Piano acque Sicilia e schemi idrici intersettoriali Sicilia.


Le cifre cancellate dal piano

Prima di inserirle nella bozza del Piano Triennale, i collaboratori del Ministro del Bilancio le hanno ripetutamente controllate, Per maggiore sicurezza è stato promosso anche un piccolo vertice, al quale hanno preso parte esperti e specialisti del Bilancio, dell'Ufficio Studi della Banca d'Italia e della Svimez. Ma quando la bozza del Piano Triennale è finita sul tavolo del Presidente del Consiglio, alcune cifre sono scomparse dalla stesura definitiva.

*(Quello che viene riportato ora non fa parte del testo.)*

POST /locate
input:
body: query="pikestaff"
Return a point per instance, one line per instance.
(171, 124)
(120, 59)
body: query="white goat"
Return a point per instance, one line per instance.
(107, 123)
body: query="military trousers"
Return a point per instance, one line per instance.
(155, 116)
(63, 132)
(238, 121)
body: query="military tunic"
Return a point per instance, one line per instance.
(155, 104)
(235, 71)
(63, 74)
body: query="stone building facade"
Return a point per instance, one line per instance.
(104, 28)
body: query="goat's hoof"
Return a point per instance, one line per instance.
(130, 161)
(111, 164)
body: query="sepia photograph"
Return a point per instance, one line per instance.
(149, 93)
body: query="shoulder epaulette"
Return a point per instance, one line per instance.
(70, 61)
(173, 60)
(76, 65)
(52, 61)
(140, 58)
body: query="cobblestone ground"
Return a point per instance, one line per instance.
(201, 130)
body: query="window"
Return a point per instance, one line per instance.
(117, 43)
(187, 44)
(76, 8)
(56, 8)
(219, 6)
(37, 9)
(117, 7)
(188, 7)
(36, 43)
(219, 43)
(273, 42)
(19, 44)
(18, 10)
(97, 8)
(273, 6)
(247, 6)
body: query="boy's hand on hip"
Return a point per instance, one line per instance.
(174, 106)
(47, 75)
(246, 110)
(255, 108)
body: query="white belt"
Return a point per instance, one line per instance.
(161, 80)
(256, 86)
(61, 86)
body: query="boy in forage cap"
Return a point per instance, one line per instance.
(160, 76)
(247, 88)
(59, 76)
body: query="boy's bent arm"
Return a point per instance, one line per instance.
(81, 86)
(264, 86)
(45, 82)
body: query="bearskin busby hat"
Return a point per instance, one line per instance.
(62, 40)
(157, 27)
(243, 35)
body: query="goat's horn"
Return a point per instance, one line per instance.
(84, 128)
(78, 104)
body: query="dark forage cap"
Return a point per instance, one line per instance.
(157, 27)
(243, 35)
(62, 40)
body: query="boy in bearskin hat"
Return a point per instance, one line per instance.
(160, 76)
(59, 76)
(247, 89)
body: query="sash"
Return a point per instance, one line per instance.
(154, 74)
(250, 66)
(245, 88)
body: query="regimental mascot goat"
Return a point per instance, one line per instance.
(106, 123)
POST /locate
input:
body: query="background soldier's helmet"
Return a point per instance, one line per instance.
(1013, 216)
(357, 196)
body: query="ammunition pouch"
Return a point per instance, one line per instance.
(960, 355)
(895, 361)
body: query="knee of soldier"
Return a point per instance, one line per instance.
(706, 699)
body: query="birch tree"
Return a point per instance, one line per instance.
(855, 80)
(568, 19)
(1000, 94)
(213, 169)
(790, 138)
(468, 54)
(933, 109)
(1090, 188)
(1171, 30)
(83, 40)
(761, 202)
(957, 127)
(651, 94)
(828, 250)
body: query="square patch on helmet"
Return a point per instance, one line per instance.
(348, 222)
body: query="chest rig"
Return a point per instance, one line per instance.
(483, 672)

A spaventare i responsabili della politica e della politica economica sono state un paio di tabelle sulle previsioni di occupazione nel prossimo triennio. In particolare, i dati che sono stati fatti depennare riguardano le ipotesi di nuova offerta di lavoro e la ripartizione fra Centro-Nord e Sud dei nuovi posti di lavoro. Secondo le proiezioni degli esperti del bilancio, nel triennio 1979-81 si presenteranno sul mercato del lavoro circa 500 mila persone, di cui 330 mila al Sud e 170 mila nel Centro-Nord. I famosi 550-600 mila posti di lavoro in più previsti dal Piano saranno creati, invece, per il 60 per cento nel Centro-Nord (330-360 mila), e per il 40 per cento al Sud (220-240 mila). Nonostante l'aumento di occupazione ipotizzato dal Piano, quindi, anche nel prossimo triennio non sarà per niente eliminato lo squilibrio fra domanda e offerta nelle regioni favorite e in quelle arretrate. Nell'Italia Centro-Settentrionale le occasioni di lavoro disponibili saranno di gran lunga superiori al numero di lavoratori che si presenterà sul mercato; mentre nelle regioni meridionali resterà un ulteriore vuoto di circa centomila posti di lavoro per far fronte localmente a tutta la nuova offerta di manodopera. E per la vecchia offerta di manodopera saranno tempi ancora più duri. Questo fatto, se da un lato consente al Governo di non dover per forza mantenere in vita nelle aree centro-settentrionali aziende decotte (un nuovo caso Innocenti sarebbe impensabile), dall'altro offre ulteriori argomenti a coloro i quali ritengono insufficiente la caratterizzazione meridionalista del piano. E la Presidenza del Consiglio, che già fiutava burrasca politica nell'aria, (puntualmente verificatasi), ha ritenuto opportuno chiudere sul nascere la probabile polemica, cancellando le cifre.